I remember the first time my father tried the hot mustard. He spread it on his eggroll like he was at a Syracuse Chiefs game eating a Hoffman’s hot dog. He took one bite and started coughing. Not a ahem, ahem kind of cough but a hack with force and tears and sweat and a quick escalation of redness in his face. I was sure this was it. The Chinese were killing my father. We all stopped, chewing, spinning and slurping and stared. My mother put her hand on his back and asked if he was choking. She was a nurse, she knew the Heimlich, surely she could help him. But no relief came. He vigorously shook his head no. Not choking. What was it? Why was he like this? I had never seen this kind of reaction. Had they poisoned him? Was he paying for all of our white guilt? Were we next? What is this I’m eating? Within 1.2 nanoseconds there were three very helpful servers next to him. Two with glasses of water and one with an entire pitcher. The man with the pitcher laughed and said with a very thick and very appropriate accent, “hot mustard is hot sir.” Through tears my father started laughing. One by one we all started breathing again as did my father. We all joined in the laughter and it escalated until the entire staff and family of Crouchers were in hysterics. Holding our sides, wiping away tears, smacking our thighs and punching each other in the arms. “Hot mustard is hot” became our anthem. And for months to come, every time we went back to the Hunan Empire, somehow, the hot mustard joke would come up. Either the staff would bring him an extra side of the hot mustard or one of his children would offer it up. We thought ourselves on the cutting edge of humor.
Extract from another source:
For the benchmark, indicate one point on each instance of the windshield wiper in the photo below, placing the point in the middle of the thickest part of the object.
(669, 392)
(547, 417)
Flash forward to me living in NYC. I have no idea where the germ issue of buffets came from and when I decided that all Chinese food restaurants were just as incubators of bacteria. Most of my years living in NYC have included me working in the food service industry, so it’s not like I don’t know that all restaurants are filthy. Especially a certain national chain located on 5th avenue and 48th street across from St. Patrick’s Cathedral where food was often picked up off the floor highly trafficked stairwell and put back on the plate. And I’ll get into that at another time. Anyhoo, maybe I’ll figure out where it all comes from but I just know that it’s there. So we’ll get to buffets tomorrow but today I’ll finish out the Chinese food.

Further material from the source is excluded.